Since this is not a well-known service, how do patient advocates market their businesses?
LA: A niche makes it easier to market. Get very, very specific. For example, transgender patients who want to explore surgical options. It isn't specific enough to just say patients who have a traumatic brain injury or patients with a cancer diagnosis. Try to be the only person in the market who does something specific. You can partner with people who have different specialties than you do. Join APHA and take some marketing workshops taught by Trisha.
JO: I do a lot of networking. My main source of business is referrals. I give presentations and I have been featured in newspaper articles, which have been great for building my business. I've spoken to senior groups, churches, and women's clubs. When I speak, I make sure it is educational, not sales oriented.
TT: I teach entire workshops on this. Constant marketing is necessary. You can't just write one article or blog post. People have to be exposed over and over again to the concept of patient advocacy so that when they are diagnosed or a family member is, they remember you and that you can help. Build a website, establish a monthly newsletter, do public speaking (Rotary Club, Lion's Club, Senior Centers). Don't talk about patient advocacy but choose a topic like, "How to Stay Safe at the Hospital," or "How to Ask Your Doctor Questions." Weave the concept of patient advocacy into the presentation. Collect email addresses. Do 1-2 talks per month. You might be adding 20-40 people per month to your newsletter list. The newsletter has to give people practical information that convinces them to stay on the newsletter. Don't flood them with information.
Are there any hot niches that patient advocates should consider?
LA: Medical billing. You have to know about medical coding, but if someone wants to earn a quick income, a medical billing service might be a good place to start.
JO: Anything involving care planning and coordination. Doctors don't communicate well and they usually aren't on the same page. Communication is the biggest part of this job. Also, rural areas need patient advocates as the coasts are more saturated.
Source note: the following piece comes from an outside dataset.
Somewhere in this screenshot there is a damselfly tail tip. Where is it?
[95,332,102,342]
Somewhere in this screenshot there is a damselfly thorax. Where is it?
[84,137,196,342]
TT: I think it depends on your geographic location. Because we are in such early days of patient advocacy, either generalists or specialists can succeed. On the coasts, advocates are better known, and it helps to specialize. In the middle part of the country, people are still generalists. Specialization can help you to grow your practice but you also have delivery business challenges. If you specialize, you need to use technology. For example, there aren't yet many people specializing in mediation. People who mediate need to use Skype or some other video conferencing software to mediate between people in different geographic locations. Clients don't think about generalists vs. specialists. They only think about whether you can help them with whatever they need.
Thank you for much for sharing these helpful insights.